Iran's Supreme Leader Ayatollah Ali Khamenei on Saturday said “several thousand people” died in this month's anti-government demonstrations, his first acknowledgment of the deadly scale of the unrest.
Some of those were killed “brutally and inhumanely,” Khamenei said without offering detail in a public meeting broadcast on state TV. He accused the US and Israel of aiding the killings and said the Islamic Republic has evidence to support the claim.
Iran doesn't intend to push the country toward war, but won't allow either domestic or international criminals to go unpunished, Khamenei said.
He said US President Donald Trump was culpable for “deaths, damage, and accusations he has inflicted on the Iranian people,” and that Washington's broader policy goal was to place Iran under military, political, and economic domination.
The toll suggested by Khamenei was in line with estimates from human rights groups and others that some 3,500 people had perished. The groups estimate that more than 22,000 people have been detained.
The protests have taken place during a record long internet blackout for Iran's population of about 92 million people.
Earlier, local media reported that internet connectivity had been partially restored, even as most residents appeared to remain largely cut off from the outside world for a ninth day.
Iran's government shut down internet and mobile phone services on Jan. 8 to quell rising unrest sparked by a currency crisis late last month.
“Internet access has now been restored for some subscribers,” the semi-official Mehr news agency said without specifying which restrictions had been lifted or whether users had regained access to international platforms and services.

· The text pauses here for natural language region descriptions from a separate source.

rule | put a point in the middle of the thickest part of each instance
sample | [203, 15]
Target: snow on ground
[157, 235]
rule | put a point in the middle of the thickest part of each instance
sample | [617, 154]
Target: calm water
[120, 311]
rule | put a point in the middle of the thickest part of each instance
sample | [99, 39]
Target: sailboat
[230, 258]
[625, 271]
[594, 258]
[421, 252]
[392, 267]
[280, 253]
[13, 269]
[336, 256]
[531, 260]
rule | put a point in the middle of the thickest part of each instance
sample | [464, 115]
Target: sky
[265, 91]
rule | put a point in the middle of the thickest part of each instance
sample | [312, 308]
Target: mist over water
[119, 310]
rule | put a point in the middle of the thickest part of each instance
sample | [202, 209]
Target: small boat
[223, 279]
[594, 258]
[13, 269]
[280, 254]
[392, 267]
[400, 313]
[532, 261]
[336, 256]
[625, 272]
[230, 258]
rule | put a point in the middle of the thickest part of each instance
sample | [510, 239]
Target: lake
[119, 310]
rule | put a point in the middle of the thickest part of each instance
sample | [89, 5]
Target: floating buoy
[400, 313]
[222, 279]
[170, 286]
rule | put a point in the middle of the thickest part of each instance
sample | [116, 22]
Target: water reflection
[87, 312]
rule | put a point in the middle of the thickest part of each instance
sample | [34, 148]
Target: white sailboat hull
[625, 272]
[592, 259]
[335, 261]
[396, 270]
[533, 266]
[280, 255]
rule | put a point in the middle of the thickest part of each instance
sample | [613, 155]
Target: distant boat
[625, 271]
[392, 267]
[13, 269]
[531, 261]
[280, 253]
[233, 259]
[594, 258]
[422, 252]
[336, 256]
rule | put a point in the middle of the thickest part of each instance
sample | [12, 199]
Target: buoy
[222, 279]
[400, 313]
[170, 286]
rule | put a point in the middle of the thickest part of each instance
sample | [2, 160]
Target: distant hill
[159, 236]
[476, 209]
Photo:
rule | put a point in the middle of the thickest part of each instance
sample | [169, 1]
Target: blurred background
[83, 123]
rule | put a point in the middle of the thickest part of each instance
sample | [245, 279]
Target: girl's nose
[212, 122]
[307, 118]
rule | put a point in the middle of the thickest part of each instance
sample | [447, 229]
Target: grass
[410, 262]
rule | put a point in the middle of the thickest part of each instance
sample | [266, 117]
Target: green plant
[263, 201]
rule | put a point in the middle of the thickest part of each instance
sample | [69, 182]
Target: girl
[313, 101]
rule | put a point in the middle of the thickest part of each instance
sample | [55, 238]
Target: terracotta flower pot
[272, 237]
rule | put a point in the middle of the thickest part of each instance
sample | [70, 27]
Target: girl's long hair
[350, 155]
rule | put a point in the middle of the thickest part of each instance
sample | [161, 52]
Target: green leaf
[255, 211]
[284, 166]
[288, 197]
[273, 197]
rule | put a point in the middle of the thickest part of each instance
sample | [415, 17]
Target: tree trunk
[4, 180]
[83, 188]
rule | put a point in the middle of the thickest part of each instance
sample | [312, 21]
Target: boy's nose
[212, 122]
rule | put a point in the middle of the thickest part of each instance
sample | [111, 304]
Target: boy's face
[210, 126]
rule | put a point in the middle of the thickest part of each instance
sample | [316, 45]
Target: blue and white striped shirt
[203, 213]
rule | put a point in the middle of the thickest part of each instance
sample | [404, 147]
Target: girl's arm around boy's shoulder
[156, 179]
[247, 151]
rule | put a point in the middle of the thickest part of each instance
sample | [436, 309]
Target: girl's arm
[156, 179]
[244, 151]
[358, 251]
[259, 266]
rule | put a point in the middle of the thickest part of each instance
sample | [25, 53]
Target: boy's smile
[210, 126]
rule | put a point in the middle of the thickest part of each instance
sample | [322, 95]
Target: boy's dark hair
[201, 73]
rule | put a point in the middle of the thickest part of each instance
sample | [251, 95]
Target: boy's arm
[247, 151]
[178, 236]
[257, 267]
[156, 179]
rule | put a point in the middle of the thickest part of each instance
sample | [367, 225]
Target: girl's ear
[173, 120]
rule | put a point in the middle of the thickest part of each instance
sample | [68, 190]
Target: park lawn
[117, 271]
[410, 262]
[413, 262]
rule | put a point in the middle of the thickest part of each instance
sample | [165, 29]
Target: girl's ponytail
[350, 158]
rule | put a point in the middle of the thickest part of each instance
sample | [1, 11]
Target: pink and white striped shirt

The semi-official Fars news agency also reported that mobile text messages had been reactivated after being blocked earlier.
The internet traffic monitoring group NetBlocks said there had been a “very slight rise” in connectivity on Saturday, adding that overall access remained at about 2% of normal levels, with “no indication of a significant return.”
Users in Iran appeared largely offline as of early Saturday afternoon local time, with few signs of activity evident on platforms such as Telegram, Instagram, and X — services they previously accessed via virtual private networks (VPNs).
Near‑total communications blackouts have become a familiar tool for Islamic Republic authorities during critical situations, from this month's nationwide protests to the June conflict with Israel. That's cut off much of the population from the global internet, and diverted users onto a government‑controlled domestic network that operates independently of the wider web.
NetBlocks on Friday said the current blackout had surpassed the internet shutdown imposed during the country's 2019 protests.
Earlier on Saturday, Fars cited authorities who weren't identified as saying that internet and other communications services were being gradually restored, but that some restrictions would remain in place “as long as security conditions require.”